'FOR PROFIT, PLEASURE AND SPORT': RECREATION, CULTURE AND SOCIETY IN THE ATLANTIC WORLD, 1600-1700
Speaker: Natalie Deibel (George Washington University)
As seventeenth-century Dutch, French, British and Spanish colonists attempted to establish new and competing settlements in the New World, the leisure activities they engaged in helped construct and transform early modern social and cultural structures. Activities like dancing, drinking and gambling, which had helped maintain distinctions based on socioeconomic status and gender in the Old World, acquired new significance in a New World in which women were scarce and government officials rare on the ground.

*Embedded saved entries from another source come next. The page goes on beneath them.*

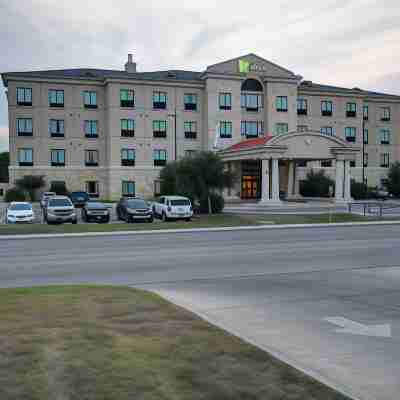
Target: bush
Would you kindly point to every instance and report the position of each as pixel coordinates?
(217, 204)
(14, 194)
(316, 185)
(59, 188)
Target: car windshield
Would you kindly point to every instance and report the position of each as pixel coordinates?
(181, 202)
(21, 207)
(136, 204)
(59, 203)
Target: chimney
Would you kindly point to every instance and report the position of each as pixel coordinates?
(130, 66)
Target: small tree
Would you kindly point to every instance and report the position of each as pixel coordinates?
(393, 181)
(316, 185)
(31, 183)
(59, 188)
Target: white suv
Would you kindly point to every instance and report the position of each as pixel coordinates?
(173, 207)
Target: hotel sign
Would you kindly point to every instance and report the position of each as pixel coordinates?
(246, 66)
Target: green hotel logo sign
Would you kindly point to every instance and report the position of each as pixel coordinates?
(246, 66)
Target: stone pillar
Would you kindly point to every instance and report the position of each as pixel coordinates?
(275, 181)
(347, 181)
(265, 189)
(339, 181)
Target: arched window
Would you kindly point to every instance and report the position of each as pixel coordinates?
(251, 85)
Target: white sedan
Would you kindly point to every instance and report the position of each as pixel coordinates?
(18, 212)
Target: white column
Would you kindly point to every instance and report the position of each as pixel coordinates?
(275, 180)
(347, 181)
(339, 181)
(265, 181)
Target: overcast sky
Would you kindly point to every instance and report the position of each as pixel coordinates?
(340, 42)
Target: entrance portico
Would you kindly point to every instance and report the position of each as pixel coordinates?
(276, 159)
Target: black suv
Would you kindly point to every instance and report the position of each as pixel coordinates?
(133, 209)
(79, 199)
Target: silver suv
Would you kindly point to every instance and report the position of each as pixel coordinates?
(60, 209)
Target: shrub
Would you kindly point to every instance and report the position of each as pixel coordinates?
(59, 188)
(316, 185)
(14, 194)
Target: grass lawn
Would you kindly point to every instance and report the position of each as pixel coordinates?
(203, 221)
(108, 343)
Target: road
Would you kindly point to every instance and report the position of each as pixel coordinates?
(286, 290)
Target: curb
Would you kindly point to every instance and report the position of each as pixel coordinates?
(194, 230)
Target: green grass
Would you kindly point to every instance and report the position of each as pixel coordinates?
(203, 221)
(110, 343)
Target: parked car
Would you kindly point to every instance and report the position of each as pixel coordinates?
(60, 209)
(173, 207)
(79, 199)
(95, 211)
(45, 196)
(133, 209)
(20, 212)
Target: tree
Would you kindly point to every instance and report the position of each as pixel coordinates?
(200, 177)
(31, 183)
(4, 164)
(393, 181)
(316, 185)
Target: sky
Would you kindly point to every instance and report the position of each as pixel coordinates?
(350, 43)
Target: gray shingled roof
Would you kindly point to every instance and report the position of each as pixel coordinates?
(102, 74)
(317, 87)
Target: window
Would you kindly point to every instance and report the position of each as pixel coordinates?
(351, 110)
(326, 108)
(251, 128)
(281, 103)
(225, 101)
(56, 98)
(91, 158)
(385, 114)
(350, 134)
(91, 128)
(327, 130)
(157, 187)
(326, 164)
(365, 136)
(302, 128)
(225, 129)
(127, 98)
(89, 99)
(58, 158)
(190, 102)
(128, 157)
(385, 136)
(92, 188)
(365, 113)
(190, 128)
(301, 107)
(160, 129)
(128, 188)
(160, 158)
(25, 157)
(159, 100)
(24, 127)
(251, 102)
(281, 128)
(56, 127)
(127, 128)
(24, 96)
(385, 160)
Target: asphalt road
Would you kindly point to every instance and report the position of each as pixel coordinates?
(278, 288)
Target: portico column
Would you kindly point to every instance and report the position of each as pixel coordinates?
(339, 181)
(347, 181)
(265, 180)
(275, 180)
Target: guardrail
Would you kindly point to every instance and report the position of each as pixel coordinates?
(368, 205)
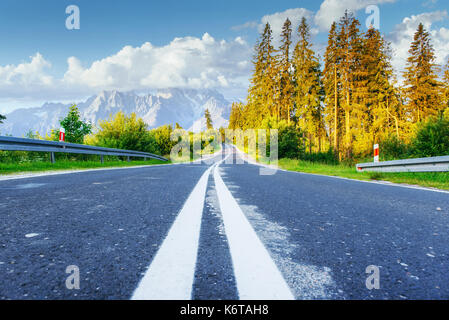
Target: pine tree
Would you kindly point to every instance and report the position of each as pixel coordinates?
(262, 91)
(349, 47)
(446, 87)
(374, 94)
(208, 118)
(331, 79)
(422, 87)
(308, 87)
(285, 104)
(236, 118)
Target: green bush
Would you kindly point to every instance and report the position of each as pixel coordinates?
(432, 139)
(290, 143)
(393, 148)
(329, 157)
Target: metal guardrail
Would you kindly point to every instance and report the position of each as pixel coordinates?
(433, 164)
(22, 144)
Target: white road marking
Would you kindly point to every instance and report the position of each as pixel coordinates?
(171, 273)
(257, 276)
(31, 235)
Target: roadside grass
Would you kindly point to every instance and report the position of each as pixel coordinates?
(439, 180)
(42, 166)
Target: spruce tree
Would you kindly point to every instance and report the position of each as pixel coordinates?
(208, 118)
(332, 88)
(285, 85)
(308, 87)
(262, 91)
(422, 88)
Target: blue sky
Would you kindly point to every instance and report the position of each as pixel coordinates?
(36, 46)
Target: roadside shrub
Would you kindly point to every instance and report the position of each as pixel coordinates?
(329, 157)
(432, 139)
(392, 148)
(289, 143)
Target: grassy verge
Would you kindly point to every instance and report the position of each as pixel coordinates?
(438, 180)
(40, 166)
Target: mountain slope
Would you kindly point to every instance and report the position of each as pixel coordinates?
(168, 106)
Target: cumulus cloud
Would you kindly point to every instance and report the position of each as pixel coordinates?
(187, 62)
(332, 10)
(402, 36)
(28, 78)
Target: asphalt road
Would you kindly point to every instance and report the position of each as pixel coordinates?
(218, 230)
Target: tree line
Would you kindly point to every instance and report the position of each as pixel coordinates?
(350, 101)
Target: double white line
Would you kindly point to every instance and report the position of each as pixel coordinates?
(171, 273)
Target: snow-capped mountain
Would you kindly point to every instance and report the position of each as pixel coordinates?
(168, 106)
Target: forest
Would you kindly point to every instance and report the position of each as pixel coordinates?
(336, 107)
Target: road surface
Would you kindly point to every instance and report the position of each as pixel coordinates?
(220, 230)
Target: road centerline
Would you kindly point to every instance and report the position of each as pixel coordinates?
(170, 275)
(256, 274)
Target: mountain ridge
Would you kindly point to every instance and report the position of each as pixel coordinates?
(164, 106)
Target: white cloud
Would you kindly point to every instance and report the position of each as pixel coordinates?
(402, 36)
(332, 10)
(187, 62)
(14, 79)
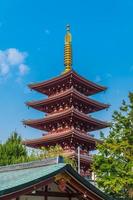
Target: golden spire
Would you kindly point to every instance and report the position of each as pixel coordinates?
(68, 50)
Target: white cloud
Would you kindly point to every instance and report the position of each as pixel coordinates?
(11, 59)
(15, 57)
(23, 69)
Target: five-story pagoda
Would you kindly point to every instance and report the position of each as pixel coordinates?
(67, 121)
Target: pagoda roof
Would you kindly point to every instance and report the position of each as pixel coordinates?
(54, 138)
(45, 85)
(74, 114)
(24, 178)
(95, 105)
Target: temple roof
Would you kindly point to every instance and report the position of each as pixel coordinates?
(91, 105)
(15, 179)
(92, 123)
(90, 87)
(51, 139)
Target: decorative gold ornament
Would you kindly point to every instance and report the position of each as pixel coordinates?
(62, 179)
(68, 50)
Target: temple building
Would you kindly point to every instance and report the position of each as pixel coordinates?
(48, 179)
(68, 110)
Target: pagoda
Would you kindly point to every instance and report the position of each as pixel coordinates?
(67, 109)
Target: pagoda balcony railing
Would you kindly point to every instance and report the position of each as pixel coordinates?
(65, 111)
(70, 152)
(72, 89)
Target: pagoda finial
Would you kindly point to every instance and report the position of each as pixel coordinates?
(68, 50)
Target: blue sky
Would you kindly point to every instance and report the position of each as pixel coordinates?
(31, 49)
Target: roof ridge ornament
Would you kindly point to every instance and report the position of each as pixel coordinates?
(68, 50)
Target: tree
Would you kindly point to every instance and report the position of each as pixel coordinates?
(54, 151)
(113, 165)
(12, 151)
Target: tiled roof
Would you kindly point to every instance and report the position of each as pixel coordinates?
(17, 177)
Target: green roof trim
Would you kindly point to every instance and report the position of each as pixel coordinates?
(16, 180)
(17, 177)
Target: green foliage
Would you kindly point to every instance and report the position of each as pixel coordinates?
(12, 151)
(54, 151)
(113, 165)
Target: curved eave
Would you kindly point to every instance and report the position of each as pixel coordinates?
(54, 138)
(41, 86)
(39, 123)
(39, 105)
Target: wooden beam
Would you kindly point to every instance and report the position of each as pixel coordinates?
(54, 194)
(26, 190)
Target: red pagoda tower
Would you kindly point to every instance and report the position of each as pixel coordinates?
(68, 121)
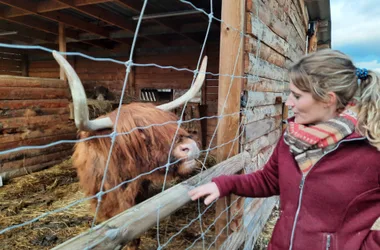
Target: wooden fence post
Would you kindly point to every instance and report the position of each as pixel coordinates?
(230, 63)
(62, 47)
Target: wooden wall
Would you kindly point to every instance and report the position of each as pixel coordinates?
(12, 63)
(277, 37)
(33, 111)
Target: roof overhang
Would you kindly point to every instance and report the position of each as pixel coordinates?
(319, 10)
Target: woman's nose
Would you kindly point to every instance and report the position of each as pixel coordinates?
(289, 102)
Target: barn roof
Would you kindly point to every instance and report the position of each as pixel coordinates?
(104, 24)
(319, 10)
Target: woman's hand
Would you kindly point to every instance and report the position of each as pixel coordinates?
(209, 189)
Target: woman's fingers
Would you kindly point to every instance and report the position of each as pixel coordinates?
(210, 190)
(211, 198)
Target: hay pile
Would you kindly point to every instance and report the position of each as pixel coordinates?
(27, 197)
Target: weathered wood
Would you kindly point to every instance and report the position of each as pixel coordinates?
(27, 170)
(38, 141)
(313, 40)
(260, 84)
(257, 129)
(12, 113)
(33, 104)
(39, 121)
(62, 46)
(33, 134)
(262, 32)
(11, 93)
(263, 98)
(25, 66)
(135, 221)
(256, 66)
(34, 152)
(265, 52)
(255, 146)
(231, 62)
(7, 166)
(261, 112)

In areas of contact between Native Americans and European women and men, recreations such as hunting, football, cockfighting and animal baiting fostered dynamic cross-cultural interactions even as they established new hierarchies based on ethnicity, gender and, increasingly, race. Natives and colonists experiences in the fledgling colonies of New York and the Chesapeake, in particular, typify the complex social and cultural forces that crystallized around questions of recreation during this period.
By examining legal records, correspondence, contemporary pamphlets, diaries, and material artefacts, this paper will explore the important role leisure activities of all kinds including dancing, card-playing, racing, drinking, hunting, bowling, and other sports and games -- played in the emerging social and cultural orders of the Atlantic world. It will argue that the leisure activities colonists and Native Americans pursued in the cosmopolitan colony of New York and the Chesapeake settlements of Maryland and Virginia profoundly influenced contemporary notions of gender, social status, and ethnicity. Over time, the emerging codes governing leisure pursuits changed the relationship between elite and popular culture in the Atlantic world, created new boundaries between the sexes, and contributed to an American colonial identity fraught with contradictions concerning ethnicity and race.
Natalie Deibel is currently a Ph.D. Candidate in Early Modern European and Atlantic History at George Washington University in Washington, D.C. She is writing a dissertation tentatively entitled "'For Profit, Pleasure and Sport': Recreation, Culture, and Society in an Atlantic Context, 1600-1750" which explores gender, social status, and ethnicity around the Atlantic littoral through the lens of recreation.
Time and Date: 5:15 PM, Monday, 14 February
Location: Ecclesiastical History Room, Institute of Historical Research, Senate House, Malet Street, London WC1E 7HU.